Individuals may not have the luxury of time or privilege of access to information to be able to take action. (Think, for example, of the abundance of information available to academics, which is completely redacted when the academic graduates.) In the age of fake news, any truth may be disputed and real knowledge is shrouded in endless layers of refraction. A call to action is important, but in this sense, it may be putting the horse before the carriage, owning the software before the hardware is ever built. A famous example of the failure to incite change due to lack of knowledge is the Occupy movement, where general discontent and disparate streams of thought ultimately ended the protests without satisfaction. While it's been said that this is largely due to a lack of leadership in the movement, the fact that the populous did not know how to proceed most effectively, nor that they were able to agree unanimously on how to proceed, resulted in stagnation and defeat. You may know something, but protest and other grassroots forms of initiating change requires that an entire community also knows. To convince your neighbour that what you think is actually what you know is a difficult task at the best of times. Knowledge and rhetoric has rarely been so interchangeable as it is today. While the issue could be construed as epistemic, to properly know and to properly disseminate true knowledge in our increasingly networked society is a much larger issue than Manning’s quick dismissal would have it.

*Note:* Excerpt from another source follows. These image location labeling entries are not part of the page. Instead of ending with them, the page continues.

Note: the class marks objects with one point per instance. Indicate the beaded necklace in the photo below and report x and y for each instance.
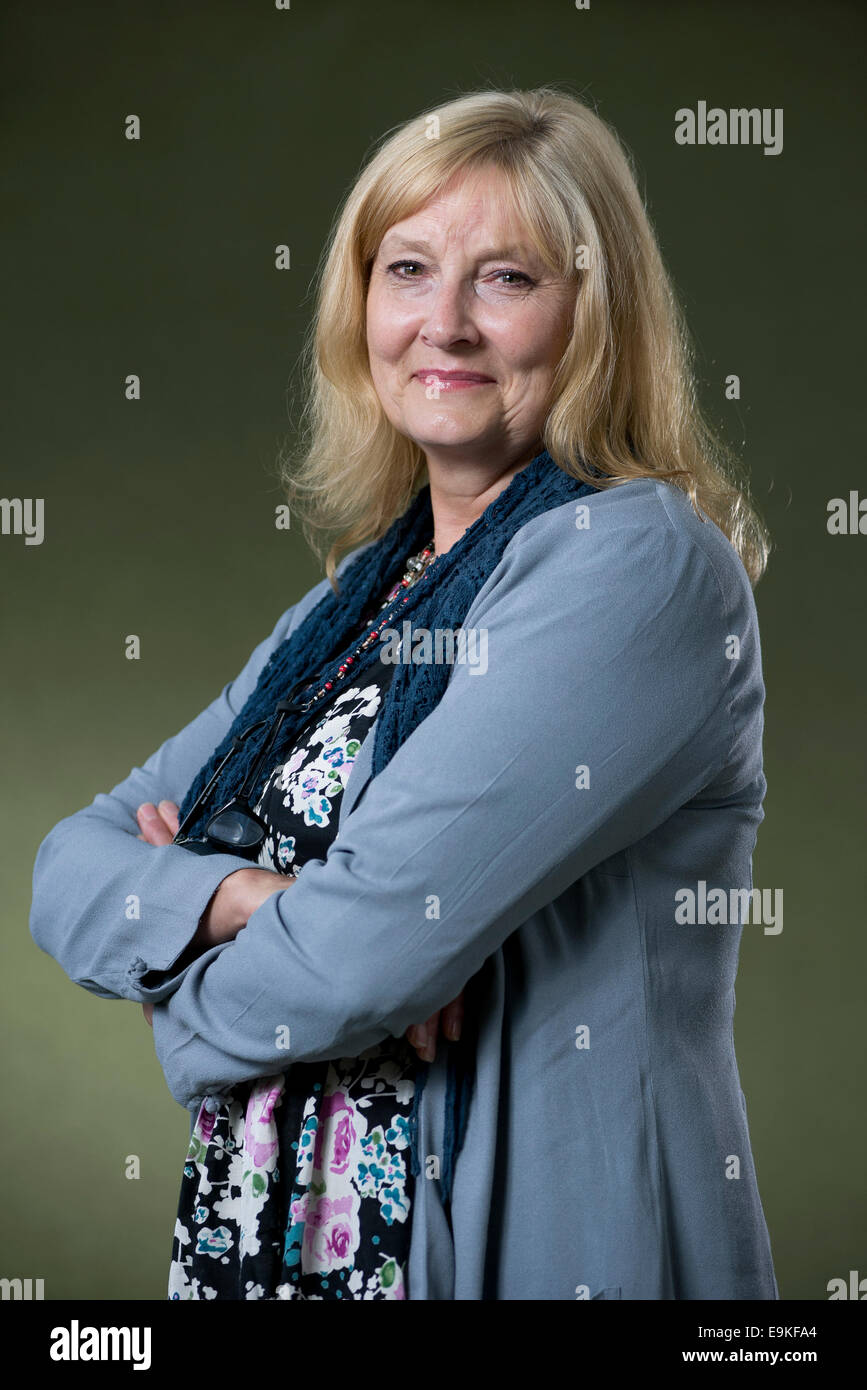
(416, 567)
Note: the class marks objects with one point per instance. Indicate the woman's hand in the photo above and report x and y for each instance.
(236, 900)
(423, 1036)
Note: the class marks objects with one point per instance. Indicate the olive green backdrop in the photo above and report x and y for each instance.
(157, 257)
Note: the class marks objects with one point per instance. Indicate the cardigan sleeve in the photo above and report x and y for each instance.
(606, 652)
(113, 909)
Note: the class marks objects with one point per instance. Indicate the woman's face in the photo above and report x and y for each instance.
(457, 288)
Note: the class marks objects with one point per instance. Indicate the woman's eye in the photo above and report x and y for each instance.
(516, 277)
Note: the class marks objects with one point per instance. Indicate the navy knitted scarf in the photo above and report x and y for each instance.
(331, 631)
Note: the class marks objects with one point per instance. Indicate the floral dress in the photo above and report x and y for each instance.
(299, 1186)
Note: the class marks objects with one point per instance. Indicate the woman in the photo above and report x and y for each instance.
(541, 666)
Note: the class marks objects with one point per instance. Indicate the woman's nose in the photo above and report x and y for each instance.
(450, 314)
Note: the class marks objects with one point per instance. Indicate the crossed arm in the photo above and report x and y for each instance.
(235, 901)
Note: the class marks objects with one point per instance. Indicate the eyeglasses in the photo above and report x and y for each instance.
(235, 827)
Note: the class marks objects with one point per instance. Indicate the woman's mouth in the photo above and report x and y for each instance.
(452, 380)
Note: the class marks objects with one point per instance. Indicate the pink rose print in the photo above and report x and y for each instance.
(331, 1232)
(336, 1133)
(204, 1125)
(260, 1133)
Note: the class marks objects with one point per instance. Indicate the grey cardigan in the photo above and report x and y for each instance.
(535, 830)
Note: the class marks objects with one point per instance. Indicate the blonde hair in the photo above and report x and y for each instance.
(624, 396)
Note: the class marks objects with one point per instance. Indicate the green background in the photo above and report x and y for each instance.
(157, 257)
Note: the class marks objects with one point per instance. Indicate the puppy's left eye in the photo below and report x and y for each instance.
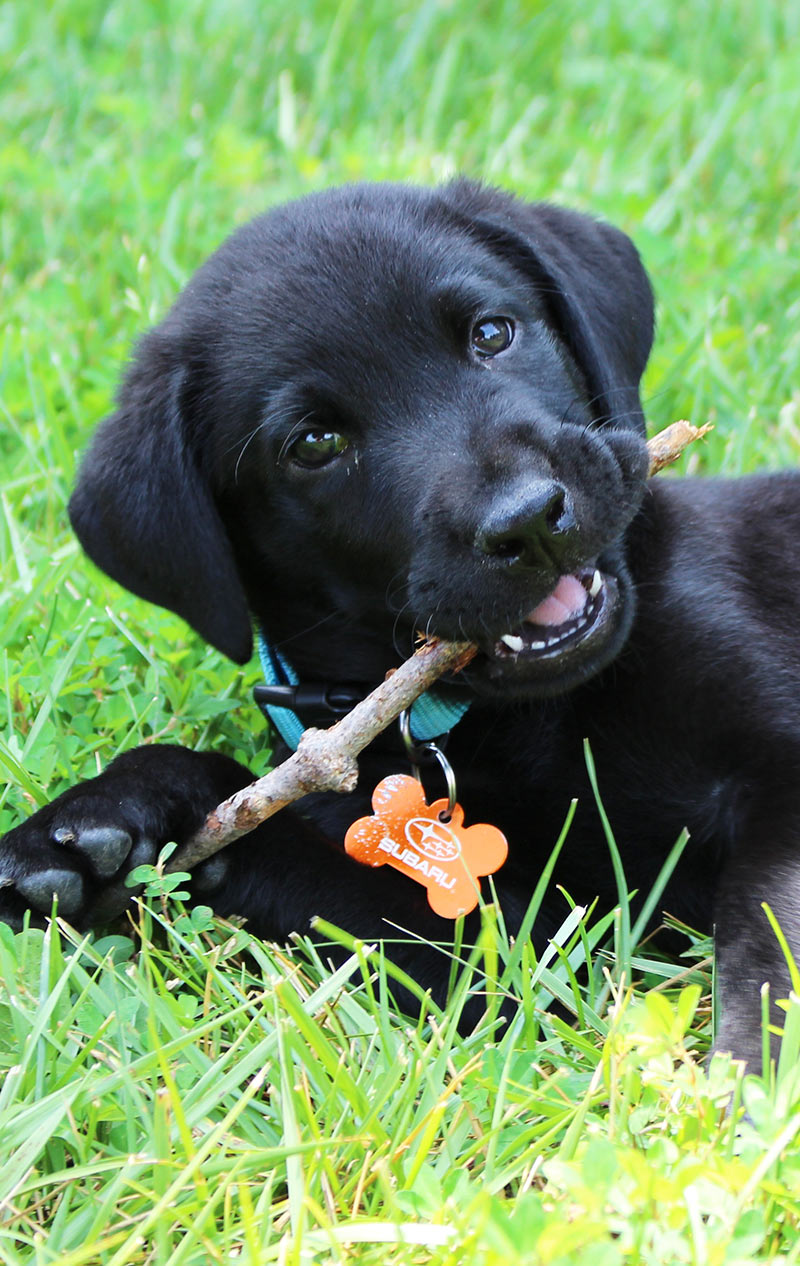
(315, 448)
(491, 334)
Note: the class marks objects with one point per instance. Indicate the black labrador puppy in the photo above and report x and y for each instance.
(385, 409)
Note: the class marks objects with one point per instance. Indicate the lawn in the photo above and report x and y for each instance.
(181, 1093)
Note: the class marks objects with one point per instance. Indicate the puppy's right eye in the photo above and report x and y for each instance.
(491, 334)
(314, 448)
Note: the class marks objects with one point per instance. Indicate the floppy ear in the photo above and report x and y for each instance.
(144, 513)
(598, 293)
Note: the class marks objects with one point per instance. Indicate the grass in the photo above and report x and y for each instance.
(186, 1094)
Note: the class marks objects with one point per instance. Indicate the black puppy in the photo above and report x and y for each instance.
(386, 409)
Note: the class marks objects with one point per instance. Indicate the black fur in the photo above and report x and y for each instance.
(470, 485)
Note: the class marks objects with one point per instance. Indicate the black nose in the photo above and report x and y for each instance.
(528, 526)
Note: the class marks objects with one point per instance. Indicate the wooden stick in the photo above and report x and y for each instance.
(325, 758)
(667, 446)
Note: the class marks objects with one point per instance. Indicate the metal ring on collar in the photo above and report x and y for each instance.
(417, 751)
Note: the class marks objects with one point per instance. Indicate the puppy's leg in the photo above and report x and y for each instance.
(84, 843)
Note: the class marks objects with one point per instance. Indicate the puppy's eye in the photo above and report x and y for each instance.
(493, 334)
(315, 448)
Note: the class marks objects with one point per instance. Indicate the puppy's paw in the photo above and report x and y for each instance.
(77, 852)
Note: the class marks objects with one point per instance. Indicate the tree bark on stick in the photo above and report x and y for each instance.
(325, 758)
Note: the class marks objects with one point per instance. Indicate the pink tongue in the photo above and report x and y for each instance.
(565, 603)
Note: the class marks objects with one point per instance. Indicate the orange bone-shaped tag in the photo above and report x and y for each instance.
(409, 834)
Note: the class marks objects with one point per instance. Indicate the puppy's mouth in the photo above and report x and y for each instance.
(565, 617)
(566, 638)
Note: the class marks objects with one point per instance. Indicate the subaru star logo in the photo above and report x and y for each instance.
(432, 838)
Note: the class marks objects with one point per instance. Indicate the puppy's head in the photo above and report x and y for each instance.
(385, 409)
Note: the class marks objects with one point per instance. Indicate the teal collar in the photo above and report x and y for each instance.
(432, 714)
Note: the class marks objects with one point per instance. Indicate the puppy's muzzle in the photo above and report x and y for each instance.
(531, 529)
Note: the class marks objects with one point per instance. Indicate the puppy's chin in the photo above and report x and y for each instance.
(563, 642)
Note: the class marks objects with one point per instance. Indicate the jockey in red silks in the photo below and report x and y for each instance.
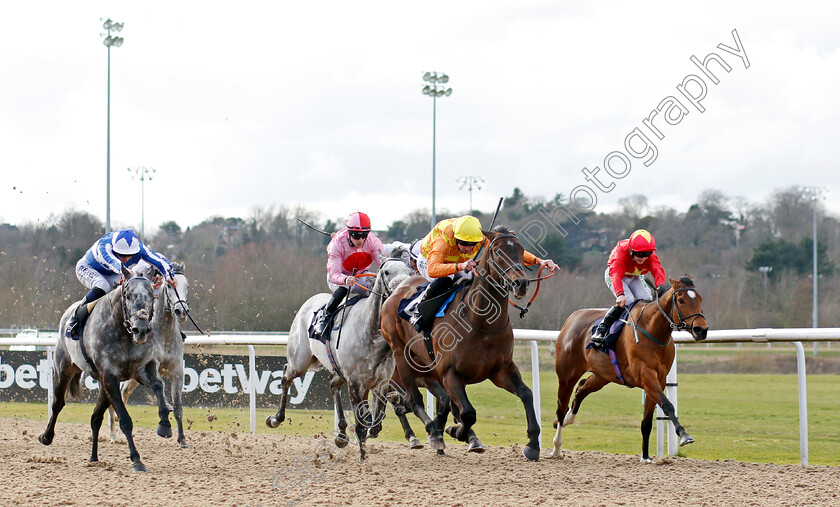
(629, 261)
(351, 248)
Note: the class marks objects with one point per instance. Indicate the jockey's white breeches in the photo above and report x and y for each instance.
(92, 278)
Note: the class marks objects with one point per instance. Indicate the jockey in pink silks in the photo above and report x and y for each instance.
(351, 248)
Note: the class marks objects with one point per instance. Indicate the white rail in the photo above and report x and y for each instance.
(533, 336)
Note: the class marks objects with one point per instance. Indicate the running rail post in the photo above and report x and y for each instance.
(252, 387)
(660, 421)
(803, 403)
(671, 394)
(50, 386)
(535, 383)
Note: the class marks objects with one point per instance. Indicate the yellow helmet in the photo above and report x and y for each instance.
(468, 228)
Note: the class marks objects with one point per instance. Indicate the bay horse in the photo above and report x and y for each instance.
(472, 342)
(171, 310)
(362, 359)
(644, 353)
(117, 344)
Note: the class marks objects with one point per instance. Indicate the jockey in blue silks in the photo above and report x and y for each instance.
(100, 270)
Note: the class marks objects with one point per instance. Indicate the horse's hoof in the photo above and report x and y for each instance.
(437, 444)
(164, 431)
(341, 440)
(476, 446)
(452, 430)
(415, 443)
(531, 454)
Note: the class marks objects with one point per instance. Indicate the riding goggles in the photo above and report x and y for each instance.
(466, 243)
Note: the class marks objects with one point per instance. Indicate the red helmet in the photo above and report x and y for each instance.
(358, 221)
(642, 241)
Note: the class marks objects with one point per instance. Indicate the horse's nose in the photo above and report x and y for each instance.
(139, 336)
(520, 285)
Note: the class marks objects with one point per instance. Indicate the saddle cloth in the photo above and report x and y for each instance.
(330, 320)
(428, 309)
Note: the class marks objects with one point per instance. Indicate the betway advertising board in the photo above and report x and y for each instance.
(210, 380)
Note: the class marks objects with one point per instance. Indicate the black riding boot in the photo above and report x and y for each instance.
(435, 289)
(603, 328)
(76, 324)
(336, 299)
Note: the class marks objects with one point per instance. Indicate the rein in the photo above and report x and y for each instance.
(522, 310)
(388, 291)
(682, 326)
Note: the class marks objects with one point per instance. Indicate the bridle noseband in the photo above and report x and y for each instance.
(140, 313)
(509, 285)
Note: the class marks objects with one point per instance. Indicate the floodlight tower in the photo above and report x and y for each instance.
(109, 41)
(434, 92)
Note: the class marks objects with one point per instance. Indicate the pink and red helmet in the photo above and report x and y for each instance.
(642, 241)
(358, 221)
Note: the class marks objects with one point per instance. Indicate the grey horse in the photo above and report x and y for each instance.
(171, 309)
(117, 344)
(364, 360)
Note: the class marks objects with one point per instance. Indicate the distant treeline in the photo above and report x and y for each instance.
(252, 274)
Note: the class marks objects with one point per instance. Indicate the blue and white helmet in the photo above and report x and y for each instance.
(126, 242)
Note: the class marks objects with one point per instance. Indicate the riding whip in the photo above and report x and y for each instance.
(325, 233)
(496, 214)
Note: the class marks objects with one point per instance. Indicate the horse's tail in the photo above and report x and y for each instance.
(76, 386)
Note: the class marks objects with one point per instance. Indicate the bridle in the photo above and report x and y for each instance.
(683, 325)
(140, 313)
(509, 285)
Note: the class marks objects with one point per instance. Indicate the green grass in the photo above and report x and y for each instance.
(743, 417)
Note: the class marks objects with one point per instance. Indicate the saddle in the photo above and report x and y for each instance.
(331, 323)
(429, 309)
(614, 331)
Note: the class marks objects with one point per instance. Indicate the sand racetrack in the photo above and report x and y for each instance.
(230, 469)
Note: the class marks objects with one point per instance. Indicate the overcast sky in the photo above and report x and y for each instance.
(246, 105)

Despite the shortcomings of her position, her presence alone reminds us that knowledge is power, but to act on that knowledge is always the next step. Chelsea Manning represents a staggering blow to the systems of control that protest often fights against, an idea of how one can overcome. When asked how she'd respond to Trump’s recent statement that she shouldn't have been let out of prison, Manning gave a cool shrug and responded, to enthusiastic applause, “well, I'm here now.”